CUDA Performance Optimization Design Spec¶

Date: 2026-03-19 Status: Draft Scope: Eliminate memory allocation and transfer overhead in the CUDA backend PCG reconstruction loop.

1. Problem Statement¶

The CUDA backend (v0.13.0) achieves only 1.45x speedup on SENSE 256x256 reconstruction despite GPU kernels completing in 56ms. Nsight Systems profiling reveals:

2D SENSE 256x256 profile: | Category | Time | % of CUDA API | Calls | |----------|------|---------------|-------| | cudaMemcpy | 66ms | 62.5% | 640 | | cudaMalloc | 16ms | 14.8% | 470 | | cudaFree | 12ms | 11.6% | 470 | | Kernel launches | 4ms | 3.6% | 1,232 | | GPU kernel compute | 56ms | — | — |

3D Spiral3D profile: | Category | Time | % of CUDA API | |----------|------|---------------| | cudaMemcpyAsync | 74.6s | 98.4% | | Host→Device transfers | 95 GB | 21,729 copies | | Device→Host transfers | 56 GB | 21,504 copies |

GPU kernels are fast. The bottleneck is memory management overhead.

Root Causes¶

cudaMalloc/cudaFree churn: Every forgeCol temporary in the PCG loop allocates and frees device memory. 470 pairs per 2D reconstruction.
Host↔device transfers: The PCG solver creates temporary forgeCol objects that trigger uploads (when mixed with GPU operands via ensure_device) and the Gnufft pipeline copies data H2D/D2H per call even though forward_device/adjoint_device variants exist.

2. Changes¶

2.1 cudaMallocAsync Foundation¶

Replace cudaMalloc/cudaFree with cudaMallocAsync/cudaFreeAsync in all forgeCol.hpp allocation paths. CUDA's stream-ordered memory pool (available since CUDA 11.2) reuses recently freed blocks, making temporary allocations near-zero cost.

Files modified: forge/Core/forgeCol.hpp

Allocation sites to change: - putOnGPU(): cudaMalloc → cudaMallocAsync - Destructor: cudaFree → cudaFreeAsync - set_size(): cudaFree → cudaFreeAsync - operator= (copy): cudaMalloc → cudaMallocAsync - Copy constructor: cudaMalloc → cudaMallocAsync

All async calls use forge::cuda::get_stream().

Expected impact: Eliminates ~28ms (26%) of 2D overhead.

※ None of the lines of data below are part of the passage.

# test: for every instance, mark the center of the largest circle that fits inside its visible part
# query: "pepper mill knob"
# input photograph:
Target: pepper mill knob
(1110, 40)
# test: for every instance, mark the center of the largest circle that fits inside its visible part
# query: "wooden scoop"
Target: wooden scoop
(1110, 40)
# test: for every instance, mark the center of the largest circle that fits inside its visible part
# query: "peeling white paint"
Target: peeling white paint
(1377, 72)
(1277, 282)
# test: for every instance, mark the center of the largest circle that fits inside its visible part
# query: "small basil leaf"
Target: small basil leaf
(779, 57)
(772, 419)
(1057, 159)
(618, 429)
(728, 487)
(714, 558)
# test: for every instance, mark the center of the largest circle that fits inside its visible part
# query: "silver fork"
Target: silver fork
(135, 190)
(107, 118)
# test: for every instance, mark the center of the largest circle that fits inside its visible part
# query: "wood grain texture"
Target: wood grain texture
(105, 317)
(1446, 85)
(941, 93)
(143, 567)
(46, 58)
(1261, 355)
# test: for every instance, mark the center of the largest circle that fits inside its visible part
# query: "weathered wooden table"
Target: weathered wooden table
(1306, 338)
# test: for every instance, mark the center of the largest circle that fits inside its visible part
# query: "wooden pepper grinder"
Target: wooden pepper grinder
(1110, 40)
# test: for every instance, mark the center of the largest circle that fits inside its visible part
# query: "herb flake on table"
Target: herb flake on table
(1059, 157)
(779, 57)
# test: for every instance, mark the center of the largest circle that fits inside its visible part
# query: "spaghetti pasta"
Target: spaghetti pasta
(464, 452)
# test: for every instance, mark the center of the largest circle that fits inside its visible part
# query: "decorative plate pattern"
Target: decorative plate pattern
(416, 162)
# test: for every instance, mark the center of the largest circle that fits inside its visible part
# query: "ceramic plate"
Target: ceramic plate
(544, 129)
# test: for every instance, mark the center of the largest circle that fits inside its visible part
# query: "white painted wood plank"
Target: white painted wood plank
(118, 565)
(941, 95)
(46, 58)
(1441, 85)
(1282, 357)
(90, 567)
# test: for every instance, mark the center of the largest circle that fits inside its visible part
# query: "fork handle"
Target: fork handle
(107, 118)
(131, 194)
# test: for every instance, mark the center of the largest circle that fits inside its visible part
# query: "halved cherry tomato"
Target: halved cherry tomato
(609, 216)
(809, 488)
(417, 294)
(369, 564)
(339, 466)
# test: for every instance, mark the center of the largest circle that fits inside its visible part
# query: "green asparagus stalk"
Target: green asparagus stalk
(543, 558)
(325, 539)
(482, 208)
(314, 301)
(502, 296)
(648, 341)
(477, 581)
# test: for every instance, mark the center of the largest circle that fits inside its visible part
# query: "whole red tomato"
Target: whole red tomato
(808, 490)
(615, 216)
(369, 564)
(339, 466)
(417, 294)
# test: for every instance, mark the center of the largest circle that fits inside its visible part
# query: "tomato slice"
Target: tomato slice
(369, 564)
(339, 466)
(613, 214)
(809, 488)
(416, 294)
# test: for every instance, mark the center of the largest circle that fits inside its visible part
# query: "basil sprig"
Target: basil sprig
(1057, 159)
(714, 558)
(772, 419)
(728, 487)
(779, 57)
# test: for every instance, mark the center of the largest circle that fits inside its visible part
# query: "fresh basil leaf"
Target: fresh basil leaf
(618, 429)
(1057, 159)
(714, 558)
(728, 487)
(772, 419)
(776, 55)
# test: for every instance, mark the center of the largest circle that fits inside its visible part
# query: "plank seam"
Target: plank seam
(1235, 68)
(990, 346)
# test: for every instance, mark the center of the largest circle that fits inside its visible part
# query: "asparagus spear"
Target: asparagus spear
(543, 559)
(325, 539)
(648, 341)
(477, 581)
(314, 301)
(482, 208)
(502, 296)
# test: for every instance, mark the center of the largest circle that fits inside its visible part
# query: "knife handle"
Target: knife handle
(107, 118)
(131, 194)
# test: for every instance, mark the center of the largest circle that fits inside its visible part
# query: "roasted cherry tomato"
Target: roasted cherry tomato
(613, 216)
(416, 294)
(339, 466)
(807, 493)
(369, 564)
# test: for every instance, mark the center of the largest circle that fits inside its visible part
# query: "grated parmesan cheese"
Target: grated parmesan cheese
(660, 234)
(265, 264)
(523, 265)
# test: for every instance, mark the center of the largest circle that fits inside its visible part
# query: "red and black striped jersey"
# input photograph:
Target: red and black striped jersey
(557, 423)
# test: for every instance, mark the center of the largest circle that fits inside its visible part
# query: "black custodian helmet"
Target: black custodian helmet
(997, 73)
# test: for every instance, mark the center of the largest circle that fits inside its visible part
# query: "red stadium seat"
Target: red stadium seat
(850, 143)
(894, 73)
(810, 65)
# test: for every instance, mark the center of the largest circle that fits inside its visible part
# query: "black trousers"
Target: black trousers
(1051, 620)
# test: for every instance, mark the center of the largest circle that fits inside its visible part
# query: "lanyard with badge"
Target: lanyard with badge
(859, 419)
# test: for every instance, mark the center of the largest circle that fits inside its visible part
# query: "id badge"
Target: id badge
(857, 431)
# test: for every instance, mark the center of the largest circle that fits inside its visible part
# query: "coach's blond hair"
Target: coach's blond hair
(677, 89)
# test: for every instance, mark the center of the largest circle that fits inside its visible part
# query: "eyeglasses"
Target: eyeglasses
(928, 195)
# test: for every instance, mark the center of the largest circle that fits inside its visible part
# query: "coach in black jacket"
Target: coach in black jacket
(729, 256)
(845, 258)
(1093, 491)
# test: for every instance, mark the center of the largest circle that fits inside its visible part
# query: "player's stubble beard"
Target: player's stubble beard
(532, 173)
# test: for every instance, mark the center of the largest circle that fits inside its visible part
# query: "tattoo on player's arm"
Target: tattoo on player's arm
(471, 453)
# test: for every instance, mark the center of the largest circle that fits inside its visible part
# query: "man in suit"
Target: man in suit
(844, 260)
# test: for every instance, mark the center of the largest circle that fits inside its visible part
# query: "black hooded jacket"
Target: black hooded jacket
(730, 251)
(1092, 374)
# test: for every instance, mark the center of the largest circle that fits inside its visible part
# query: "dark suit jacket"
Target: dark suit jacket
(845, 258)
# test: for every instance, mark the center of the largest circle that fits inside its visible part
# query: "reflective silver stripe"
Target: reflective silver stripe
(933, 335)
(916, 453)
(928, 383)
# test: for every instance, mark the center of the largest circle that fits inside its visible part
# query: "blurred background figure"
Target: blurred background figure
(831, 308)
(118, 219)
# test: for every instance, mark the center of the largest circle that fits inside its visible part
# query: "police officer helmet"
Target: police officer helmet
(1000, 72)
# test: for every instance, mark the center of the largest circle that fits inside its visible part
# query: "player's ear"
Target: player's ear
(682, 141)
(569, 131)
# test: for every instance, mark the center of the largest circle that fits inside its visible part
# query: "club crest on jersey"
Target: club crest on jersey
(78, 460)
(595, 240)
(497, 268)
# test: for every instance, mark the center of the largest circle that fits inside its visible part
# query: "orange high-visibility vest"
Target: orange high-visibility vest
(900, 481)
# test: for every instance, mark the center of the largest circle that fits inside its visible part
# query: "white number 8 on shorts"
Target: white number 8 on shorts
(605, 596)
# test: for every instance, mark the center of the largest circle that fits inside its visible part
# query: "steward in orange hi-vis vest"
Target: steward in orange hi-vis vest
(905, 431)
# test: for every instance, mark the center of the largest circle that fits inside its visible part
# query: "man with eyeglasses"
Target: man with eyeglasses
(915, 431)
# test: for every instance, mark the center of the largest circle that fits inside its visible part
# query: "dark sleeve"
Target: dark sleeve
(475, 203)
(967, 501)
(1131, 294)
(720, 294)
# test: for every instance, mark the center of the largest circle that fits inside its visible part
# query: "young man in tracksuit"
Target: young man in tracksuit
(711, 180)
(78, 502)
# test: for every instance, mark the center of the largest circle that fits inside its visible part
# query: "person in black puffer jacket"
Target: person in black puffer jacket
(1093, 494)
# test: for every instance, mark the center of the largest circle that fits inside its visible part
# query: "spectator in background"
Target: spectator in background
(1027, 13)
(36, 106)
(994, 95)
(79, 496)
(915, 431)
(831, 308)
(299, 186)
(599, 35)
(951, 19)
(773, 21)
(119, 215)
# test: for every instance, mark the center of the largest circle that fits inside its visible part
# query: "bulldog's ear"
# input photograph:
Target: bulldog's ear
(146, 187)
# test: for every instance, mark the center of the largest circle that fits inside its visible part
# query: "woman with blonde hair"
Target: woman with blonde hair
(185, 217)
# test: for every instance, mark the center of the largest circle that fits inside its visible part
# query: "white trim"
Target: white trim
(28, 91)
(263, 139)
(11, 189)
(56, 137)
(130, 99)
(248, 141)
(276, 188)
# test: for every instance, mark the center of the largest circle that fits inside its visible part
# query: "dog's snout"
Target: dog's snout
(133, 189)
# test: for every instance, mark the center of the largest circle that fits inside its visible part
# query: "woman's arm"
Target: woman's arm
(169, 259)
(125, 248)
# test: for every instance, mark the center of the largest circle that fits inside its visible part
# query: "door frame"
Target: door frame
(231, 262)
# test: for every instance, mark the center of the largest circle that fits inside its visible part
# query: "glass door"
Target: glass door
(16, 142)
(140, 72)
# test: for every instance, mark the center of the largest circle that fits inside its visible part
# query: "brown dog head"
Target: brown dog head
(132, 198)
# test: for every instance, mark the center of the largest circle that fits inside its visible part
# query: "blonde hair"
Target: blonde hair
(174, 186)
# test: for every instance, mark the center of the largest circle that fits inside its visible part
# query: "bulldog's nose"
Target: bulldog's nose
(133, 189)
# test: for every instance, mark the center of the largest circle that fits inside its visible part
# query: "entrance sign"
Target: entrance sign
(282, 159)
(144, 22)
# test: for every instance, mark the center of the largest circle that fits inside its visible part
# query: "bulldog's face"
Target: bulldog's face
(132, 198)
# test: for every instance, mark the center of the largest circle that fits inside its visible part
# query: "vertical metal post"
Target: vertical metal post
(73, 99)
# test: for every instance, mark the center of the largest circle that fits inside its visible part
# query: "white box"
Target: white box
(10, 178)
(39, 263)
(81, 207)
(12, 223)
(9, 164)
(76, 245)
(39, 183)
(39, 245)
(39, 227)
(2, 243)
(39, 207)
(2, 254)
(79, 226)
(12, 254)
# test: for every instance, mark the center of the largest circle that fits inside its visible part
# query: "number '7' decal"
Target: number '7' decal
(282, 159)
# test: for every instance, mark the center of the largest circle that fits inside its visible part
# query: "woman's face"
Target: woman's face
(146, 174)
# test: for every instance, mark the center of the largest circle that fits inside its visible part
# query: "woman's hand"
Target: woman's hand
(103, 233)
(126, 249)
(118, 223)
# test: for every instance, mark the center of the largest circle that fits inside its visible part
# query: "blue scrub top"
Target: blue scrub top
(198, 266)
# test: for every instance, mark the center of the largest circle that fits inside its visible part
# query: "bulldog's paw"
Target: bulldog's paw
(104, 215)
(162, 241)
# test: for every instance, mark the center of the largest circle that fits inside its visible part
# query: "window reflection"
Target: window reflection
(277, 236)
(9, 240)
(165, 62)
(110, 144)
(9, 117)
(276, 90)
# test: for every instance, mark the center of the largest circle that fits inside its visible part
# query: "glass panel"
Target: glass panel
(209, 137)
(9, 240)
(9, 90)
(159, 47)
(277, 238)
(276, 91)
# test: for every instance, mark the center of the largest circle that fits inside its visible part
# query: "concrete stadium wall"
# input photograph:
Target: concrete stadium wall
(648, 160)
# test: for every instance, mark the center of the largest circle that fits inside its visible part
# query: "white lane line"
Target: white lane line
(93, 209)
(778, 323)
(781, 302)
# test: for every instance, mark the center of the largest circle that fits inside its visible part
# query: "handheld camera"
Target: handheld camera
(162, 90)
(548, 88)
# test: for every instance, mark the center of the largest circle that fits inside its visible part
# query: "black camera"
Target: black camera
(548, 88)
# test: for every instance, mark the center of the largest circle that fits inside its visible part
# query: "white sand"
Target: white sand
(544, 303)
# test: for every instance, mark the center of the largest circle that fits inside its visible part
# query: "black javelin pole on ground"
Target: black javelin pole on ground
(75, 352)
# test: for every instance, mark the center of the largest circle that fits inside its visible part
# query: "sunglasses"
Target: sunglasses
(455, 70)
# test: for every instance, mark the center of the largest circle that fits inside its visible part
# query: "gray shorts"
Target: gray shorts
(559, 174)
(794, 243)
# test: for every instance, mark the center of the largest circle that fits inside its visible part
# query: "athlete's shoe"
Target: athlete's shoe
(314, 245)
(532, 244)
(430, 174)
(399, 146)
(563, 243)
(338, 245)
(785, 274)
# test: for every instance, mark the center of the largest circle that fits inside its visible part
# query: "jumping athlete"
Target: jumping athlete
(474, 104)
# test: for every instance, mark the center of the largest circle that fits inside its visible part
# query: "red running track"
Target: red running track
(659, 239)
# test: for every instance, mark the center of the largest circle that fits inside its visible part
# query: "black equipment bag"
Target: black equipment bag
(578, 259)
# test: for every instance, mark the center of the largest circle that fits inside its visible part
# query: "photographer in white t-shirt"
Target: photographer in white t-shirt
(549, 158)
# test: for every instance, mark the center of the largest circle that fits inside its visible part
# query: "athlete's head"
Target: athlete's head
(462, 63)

2.2 Keep PCG Vectors on GPU¶

Upload persistent solver vectors once at the start of solve_pwls_pcg and keep them on device for the entire solve. Use the original Metal-style loop with temporaries (not scratch buffers — the failed approach). cudaMallocAsync makes temporaries cheap.

Files modified: forge/Solvers/solve_pwls_pcg.hpp

Changes: - After creating x_pg, call x_pg.putOnGPU() - Create mutable GPU copies of yi_pg and W_pg - Replace references to yi_pg/W_pg in the loop body with GPU copies - The forgeCol operators already dispatch to CUDA when operands are on GPU - The cdot, norm free functions already have CUDA dispatch

SENSE operator changes: forge/Operators/SENSE.cpp

The SENSE CUDA path currently stores per-coil results in outData_pg (forgeMat, host-only) via set_col, which forces getFromGPU() syncs. Fix by concatenating forgeCol results directly:

// Instead of:
outData_pg.set_col(ii, coil_result);
// ...
return vectorise(outData_pg);

// Do:
forgeCol<forgeComplex<T1>> allCoils(n1 * nc);
// Copy each coil result into the right slice of allCoils (on GPU)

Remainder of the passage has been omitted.